Cultura de Iztapalapa

Tradición oral I

Los relatos que se presentan a continuación son del dominio público en algunas zonas de Iztapalapa.


El Señor de La Cuevita

El Señor de La Cuevita es uno de los patronos de Iztapalapa. Se cuenta que los señores de Etla (en Oaxaca) venían a la ciudad de México, cargando la imagen de su santo patrón para llevarlo a reparar. Se trataba de una escultura de Jesucristo yacente en el sepulcro. Una de las muchas noches que pernoctaron a campo abierto en su largo camino, tuvieron que quedarse en una cueva del cerro de la Estrella.

Al día siguiente, cuando querían emprender nuevamente su camino rumbo a México, al intentar levantar la imagen, ésta pesaba tanto que no la podían levantar. Lo intentaron varias veces más, y lo mismo: no podían cargar con ella. Hasta con la ayuda de los residentes. Entonces, ellos interpretaron que la imagen quería quedarse en la cueva, y la donaron al pueblo de Iztapalapa que le construyó una ermita en el lugar.

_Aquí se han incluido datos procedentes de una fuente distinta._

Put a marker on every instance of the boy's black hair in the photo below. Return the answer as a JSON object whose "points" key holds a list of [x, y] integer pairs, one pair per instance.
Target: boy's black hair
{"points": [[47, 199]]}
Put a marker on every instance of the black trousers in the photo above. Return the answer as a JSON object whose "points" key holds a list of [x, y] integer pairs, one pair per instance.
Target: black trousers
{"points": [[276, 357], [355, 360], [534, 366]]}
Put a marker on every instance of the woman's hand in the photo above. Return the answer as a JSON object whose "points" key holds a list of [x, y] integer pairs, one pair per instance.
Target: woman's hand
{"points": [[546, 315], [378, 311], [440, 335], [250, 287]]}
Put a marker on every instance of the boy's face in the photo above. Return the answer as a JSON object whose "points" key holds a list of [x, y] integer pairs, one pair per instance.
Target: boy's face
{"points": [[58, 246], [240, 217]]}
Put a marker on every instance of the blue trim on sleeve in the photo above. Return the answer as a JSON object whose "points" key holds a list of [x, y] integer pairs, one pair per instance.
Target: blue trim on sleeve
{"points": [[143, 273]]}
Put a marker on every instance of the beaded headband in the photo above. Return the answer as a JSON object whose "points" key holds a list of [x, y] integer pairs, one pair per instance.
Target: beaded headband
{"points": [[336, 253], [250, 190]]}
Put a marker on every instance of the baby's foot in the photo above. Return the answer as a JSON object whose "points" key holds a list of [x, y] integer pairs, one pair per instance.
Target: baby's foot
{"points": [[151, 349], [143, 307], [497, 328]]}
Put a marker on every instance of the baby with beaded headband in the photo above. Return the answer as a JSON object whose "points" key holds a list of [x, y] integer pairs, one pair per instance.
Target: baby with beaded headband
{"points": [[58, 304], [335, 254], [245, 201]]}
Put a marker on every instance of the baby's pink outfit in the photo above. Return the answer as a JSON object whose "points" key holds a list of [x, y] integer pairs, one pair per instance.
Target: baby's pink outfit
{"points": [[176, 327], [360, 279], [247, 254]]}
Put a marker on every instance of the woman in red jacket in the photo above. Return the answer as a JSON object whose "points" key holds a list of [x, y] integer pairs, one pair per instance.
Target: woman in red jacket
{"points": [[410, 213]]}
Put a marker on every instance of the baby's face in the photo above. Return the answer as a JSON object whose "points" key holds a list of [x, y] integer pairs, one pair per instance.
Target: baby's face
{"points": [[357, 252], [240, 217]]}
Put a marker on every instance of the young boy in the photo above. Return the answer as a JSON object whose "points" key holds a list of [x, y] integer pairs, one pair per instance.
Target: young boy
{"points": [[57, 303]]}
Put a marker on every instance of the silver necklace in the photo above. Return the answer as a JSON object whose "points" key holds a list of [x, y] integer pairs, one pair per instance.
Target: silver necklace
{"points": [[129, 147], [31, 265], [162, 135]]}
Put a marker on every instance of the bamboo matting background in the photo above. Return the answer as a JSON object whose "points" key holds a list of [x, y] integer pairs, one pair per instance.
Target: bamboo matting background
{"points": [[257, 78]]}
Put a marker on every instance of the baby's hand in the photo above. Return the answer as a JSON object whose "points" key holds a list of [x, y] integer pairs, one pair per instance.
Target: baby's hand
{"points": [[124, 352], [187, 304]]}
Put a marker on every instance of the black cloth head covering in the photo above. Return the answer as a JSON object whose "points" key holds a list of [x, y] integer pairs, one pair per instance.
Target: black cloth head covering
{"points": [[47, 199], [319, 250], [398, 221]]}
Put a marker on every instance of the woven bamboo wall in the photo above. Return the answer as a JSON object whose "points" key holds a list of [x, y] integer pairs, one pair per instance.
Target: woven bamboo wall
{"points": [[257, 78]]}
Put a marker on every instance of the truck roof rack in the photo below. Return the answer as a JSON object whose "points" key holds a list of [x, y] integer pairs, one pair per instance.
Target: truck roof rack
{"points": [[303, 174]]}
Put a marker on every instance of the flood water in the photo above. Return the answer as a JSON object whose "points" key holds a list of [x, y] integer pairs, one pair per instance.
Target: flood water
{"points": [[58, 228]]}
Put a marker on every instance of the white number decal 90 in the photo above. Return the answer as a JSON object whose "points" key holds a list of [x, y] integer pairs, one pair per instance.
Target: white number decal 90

Muchos años después, a mediados del siglo XIX, Iztapalapa padeció una epidemia de cólera. Entonces el pueblo invocó al Señor de La Cuevita y milagrosamente fue salvado de la catástrofe. En agradecimiento, los iztapalapenses le construyeron un santuario, que sustituyó a la vieja ermita, y prometieron, como manda, representar en Semana Santa la Pasión, lo cual se ha venido haciendo casi sin interrupción desde aquella época (sólo fue suspendida por la Revolución).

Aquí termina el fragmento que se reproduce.